Allogene stock continues ALPHA3 trial with standard FC regimen after safety event

Published 04/08/2025, 19:38
Allogene stock continues ALPHA3 trial with standard FC regimen after safety event

Investing.com - Allogene Therapeutics (NASDAQ:ALLO), currently trading at $1.15 and down over 26% in the past week, will continue its ALPHA3 study with a standard FC lymphodepletion regimen following a patient death related to its ALLO-647 component. According to InvestingPro data, the company maintains a strong liquidity position with a current ratio of 9.71x.
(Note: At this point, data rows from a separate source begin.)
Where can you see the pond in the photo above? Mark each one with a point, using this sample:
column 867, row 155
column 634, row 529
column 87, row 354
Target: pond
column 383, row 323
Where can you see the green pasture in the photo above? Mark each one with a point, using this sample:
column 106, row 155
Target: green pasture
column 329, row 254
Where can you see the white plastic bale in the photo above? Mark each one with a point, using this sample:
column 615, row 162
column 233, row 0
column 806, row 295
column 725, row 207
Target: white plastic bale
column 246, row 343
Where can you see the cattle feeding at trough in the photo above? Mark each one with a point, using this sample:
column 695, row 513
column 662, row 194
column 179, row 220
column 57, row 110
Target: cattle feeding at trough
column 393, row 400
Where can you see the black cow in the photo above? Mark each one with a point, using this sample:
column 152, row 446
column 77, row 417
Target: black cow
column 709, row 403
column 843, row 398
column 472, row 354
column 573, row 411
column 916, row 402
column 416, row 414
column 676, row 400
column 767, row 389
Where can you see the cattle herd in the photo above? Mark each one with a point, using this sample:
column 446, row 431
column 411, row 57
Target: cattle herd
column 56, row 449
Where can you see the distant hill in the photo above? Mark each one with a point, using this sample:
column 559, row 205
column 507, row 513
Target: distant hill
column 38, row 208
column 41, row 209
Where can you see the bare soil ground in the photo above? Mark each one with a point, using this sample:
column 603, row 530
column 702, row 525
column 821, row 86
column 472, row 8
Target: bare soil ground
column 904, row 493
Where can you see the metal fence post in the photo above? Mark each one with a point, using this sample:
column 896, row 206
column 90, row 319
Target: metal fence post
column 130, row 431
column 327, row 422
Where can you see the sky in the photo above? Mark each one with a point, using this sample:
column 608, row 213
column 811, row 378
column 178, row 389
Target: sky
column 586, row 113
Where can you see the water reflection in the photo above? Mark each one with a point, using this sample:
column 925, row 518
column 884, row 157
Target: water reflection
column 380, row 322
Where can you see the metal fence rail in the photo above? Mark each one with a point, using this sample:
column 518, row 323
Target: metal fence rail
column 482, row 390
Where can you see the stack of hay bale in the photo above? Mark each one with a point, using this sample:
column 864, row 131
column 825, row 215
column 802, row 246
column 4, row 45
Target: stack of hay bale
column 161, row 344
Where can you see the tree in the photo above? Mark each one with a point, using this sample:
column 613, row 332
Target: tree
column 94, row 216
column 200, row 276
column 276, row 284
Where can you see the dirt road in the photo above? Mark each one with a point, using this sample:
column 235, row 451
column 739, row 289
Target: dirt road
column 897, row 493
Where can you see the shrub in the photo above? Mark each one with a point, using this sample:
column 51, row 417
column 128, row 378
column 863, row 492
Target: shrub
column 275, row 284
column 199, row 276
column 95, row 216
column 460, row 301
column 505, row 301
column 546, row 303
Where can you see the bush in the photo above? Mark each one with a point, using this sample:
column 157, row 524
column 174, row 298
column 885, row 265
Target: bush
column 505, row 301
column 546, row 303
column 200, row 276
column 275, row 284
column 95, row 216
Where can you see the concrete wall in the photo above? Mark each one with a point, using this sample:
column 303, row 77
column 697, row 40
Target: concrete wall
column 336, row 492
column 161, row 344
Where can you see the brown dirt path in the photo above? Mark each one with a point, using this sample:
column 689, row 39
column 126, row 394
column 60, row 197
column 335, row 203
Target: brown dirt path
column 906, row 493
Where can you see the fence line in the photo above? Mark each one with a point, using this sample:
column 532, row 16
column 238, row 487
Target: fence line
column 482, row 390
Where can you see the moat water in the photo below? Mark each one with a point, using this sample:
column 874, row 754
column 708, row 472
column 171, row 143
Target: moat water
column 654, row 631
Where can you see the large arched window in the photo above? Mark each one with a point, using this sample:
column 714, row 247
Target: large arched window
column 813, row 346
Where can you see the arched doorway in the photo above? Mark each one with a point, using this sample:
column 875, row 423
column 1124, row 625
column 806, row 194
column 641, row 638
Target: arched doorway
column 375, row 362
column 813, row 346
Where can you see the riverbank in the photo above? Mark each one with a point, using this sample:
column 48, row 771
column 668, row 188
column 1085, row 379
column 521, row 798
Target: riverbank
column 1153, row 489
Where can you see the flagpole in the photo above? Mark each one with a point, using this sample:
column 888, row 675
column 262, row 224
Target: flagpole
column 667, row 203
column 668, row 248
The company announced last Friday that it has discontinued the FCA arm of the trial after an unplanned analysis triggered by a Grade 5 event (patient death) attributed to ALLO-647, which resulted in hepatic failure.

Allogene’s ALPHA3 study is evaluating cema-cel in first-line consolidation for Large B-Cell Lymphoma (LBCL), with a planned futility analysis still on track for the first half of 2026.

Citizens JMP analyst reiterated a Market Perform rating on Allogene stock, noting that management’s decision to evaluate data in real time and adjust the study could help streamline the process and get enrollment back on track.

The analyst maintained the Market Perform rating based on Allogene shares currently trading at approximately 74% of the company’s projected ending first quarter 2025 cash position, which was described as a fair discount consistent with other biotech companies facing similar uncertainties.

In other recent news, Allogene Therapeutics announced modifications to its ALPHA3 study protocol following a safety incident. The company has chosen the standard fludarabine and cyclophosphamide (FC) regimen for lymphodepletion, halting the arm using ALLO-647 due to a Grade 5 adverse event linked to hepatic failure. This decision was made in collaboration with the ALPHA3 Data and Safety Monitoring Board and the U.S. Food and Drug Administration. Meanwhile, Citi analysts have reiterated a Buy rating for Allogene, maintaining a price target of $4.00 after the company presented updated Phase 1b TRAVERSE data at the ASCO meeting. The data revealed a 25% confirmed objective response rate in CD70+ renal cell carcinoma patients. Similarly, H.C. Wainwright analysts reaffirmed their Buy rating, with an $8.00 price target, following promising outcomes from the ALLO-316 study in heavily pretreated renal cell carcinoma patients. This study demonstrated a 31% overall response rate with ongoing responses in several patients. These developments underscore Allogene’s ongoing research efforts and the attention from analysts.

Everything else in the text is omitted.